With many schools across America losing music programs in response to dire budget concerns, Skyler feels too many kids are growing up not knowing how to play real instruments and as a result, they do not understand music at its core.
"If we don't have music in schools, it's ludicrous." Skyler said. "Music is educational, it's healing, and it brings people together because it's about feeling. It's our job to pass music down to our kids and introduce them to real instruments, and we're not doing a good enough job of that."
Today, many kids are introduced to music through pop star iconography and sensationalism through popular media. A great deal of youth-pandered culture continues to exist in music, but perhaps one would argue that that could be one of the things holding the music industry back – that its product continues to be primarily marketed towards kids and thus seems irrelevant to everyone else.
As a result, music is placed in similar, yet digestible boxes – so that by simply looking at an artist, it's immediately apparent what they should sound like before even listening to them. This creates more room for stereotypes and can even result in musical discrimination.
It was while on this topic that Skyler proposed three solutions that could aid in preserving music for a new generation of musicians:
1. Remove the Focus on Image
Skyler: "Music isn't something you look at. It's something you listen to and something you feel. I'd rather have you judge me on what I write, and how I make you feel – not the way you perceive me, or the way you could market me. A lot of people have turned music into a spectacle, but it's not really about music itself anymore. Take a look at all these awards shows… you don't even see the musicians anymore!"
"While image is certainly important to a degree, it's never as important as having outstanding and compelling music. Without quality music, you essentially have nothing but your image. By removing the emphasis on image and shining the light on musicianship, we'll aid in filtering out image-based artists and force many would-be musicians to step up their game."
2. End "Age Discrimination"
Skyler: "Close your eyes and ask a 25 year-old to strike a high 'C' on a piano. Then ask someone else whose 55 years old to strike the exact same note… Can you tell me how old the finger was?"
"There are musicians out there who have been playing music their entire lives, but then suddenly become 'too old.' Each and every musician has his or her own signature and your age has nothing to do with your capability to reach your audience. A room full of musicians playing real instruments is a chemical mixture of sound that will sound different each time around. That's a beautiful thing."
3. Bring Back Real Instruments
Skyler: "Some people need to spend time learning an instrument, while others are born to play theirs. They have a special and natural ability to speak fluently through their instrument."

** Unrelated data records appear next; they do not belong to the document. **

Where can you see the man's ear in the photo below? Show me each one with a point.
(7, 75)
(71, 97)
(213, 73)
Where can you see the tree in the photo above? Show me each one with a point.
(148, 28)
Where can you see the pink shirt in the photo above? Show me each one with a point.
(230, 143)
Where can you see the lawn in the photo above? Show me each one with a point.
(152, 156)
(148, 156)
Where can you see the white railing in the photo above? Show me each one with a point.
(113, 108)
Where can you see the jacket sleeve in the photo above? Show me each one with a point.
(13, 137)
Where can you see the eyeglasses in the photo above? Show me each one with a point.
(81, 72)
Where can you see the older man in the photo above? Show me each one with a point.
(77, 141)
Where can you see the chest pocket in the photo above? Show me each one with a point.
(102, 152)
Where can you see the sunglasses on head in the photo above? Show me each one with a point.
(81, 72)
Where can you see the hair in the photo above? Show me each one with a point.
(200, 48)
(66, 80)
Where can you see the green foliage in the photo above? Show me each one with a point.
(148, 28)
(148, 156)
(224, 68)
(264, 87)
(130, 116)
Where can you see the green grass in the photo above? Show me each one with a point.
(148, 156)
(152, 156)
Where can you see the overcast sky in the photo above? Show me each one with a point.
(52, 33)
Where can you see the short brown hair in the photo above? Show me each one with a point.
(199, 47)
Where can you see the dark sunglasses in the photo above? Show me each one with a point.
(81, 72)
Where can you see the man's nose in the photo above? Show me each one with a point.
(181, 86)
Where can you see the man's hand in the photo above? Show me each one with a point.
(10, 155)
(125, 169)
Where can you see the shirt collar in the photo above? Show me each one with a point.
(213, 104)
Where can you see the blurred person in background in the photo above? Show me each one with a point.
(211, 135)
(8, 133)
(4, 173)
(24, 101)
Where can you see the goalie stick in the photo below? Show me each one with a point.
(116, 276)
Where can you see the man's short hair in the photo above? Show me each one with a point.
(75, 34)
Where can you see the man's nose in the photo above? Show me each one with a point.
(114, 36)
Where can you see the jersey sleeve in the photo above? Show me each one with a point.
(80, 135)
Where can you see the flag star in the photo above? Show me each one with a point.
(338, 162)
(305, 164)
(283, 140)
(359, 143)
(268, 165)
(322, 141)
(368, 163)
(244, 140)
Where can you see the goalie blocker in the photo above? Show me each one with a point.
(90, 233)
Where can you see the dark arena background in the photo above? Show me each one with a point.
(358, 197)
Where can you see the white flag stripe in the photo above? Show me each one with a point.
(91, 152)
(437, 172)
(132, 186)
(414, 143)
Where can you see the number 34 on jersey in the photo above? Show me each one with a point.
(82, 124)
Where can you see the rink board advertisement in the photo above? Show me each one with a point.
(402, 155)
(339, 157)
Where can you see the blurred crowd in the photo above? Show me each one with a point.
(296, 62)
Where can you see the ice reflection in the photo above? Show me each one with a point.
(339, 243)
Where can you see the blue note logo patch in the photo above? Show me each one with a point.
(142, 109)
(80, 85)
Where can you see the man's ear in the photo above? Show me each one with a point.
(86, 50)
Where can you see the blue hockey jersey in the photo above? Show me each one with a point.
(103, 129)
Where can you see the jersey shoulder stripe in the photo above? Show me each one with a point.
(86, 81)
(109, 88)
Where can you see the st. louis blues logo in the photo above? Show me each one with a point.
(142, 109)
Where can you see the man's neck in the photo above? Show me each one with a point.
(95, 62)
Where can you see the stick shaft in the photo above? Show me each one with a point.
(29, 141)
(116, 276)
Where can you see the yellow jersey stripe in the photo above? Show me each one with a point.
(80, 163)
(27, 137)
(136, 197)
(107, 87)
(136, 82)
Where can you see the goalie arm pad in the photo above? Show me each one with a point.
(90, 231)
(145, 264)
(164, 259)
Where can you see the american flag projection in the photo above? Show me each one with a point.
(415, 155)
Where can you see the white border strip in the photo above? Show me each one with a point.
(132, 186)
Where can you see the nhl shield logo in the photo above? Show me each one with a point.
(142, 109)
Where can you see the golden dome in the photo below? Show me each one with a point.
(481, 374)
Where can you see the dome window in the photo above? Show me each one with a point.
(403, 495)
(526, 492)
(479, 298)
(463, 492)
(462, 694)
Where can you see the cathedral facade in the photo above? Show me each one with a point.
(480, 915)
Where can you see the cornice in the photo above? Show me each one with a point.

"What's beautiful about music is that it brings people together. A bass player will seek out drummer, then will come a guitar player, and so on. It then becomes about teamwork. We're getting away from that. We're losing that human element. Computers have diluted the sound of real human beings. Nowadays, digital technology has musicians spending more time behind a computer screen and less time actually playing music with one another."
"When you get some amazing musicians together in one room, that sound will never compare to any computer."
On a scientific level, music may in fact be something unique to the human brain. The ability to ingest sound in the form of harmony and expression and then have it affect an emotional state may be something completely incomprehensible to non-humans. While music continues to evolve over time, my only hope is that it does so while carrying on that uniquely human element which made it so meaningful to us in the first place.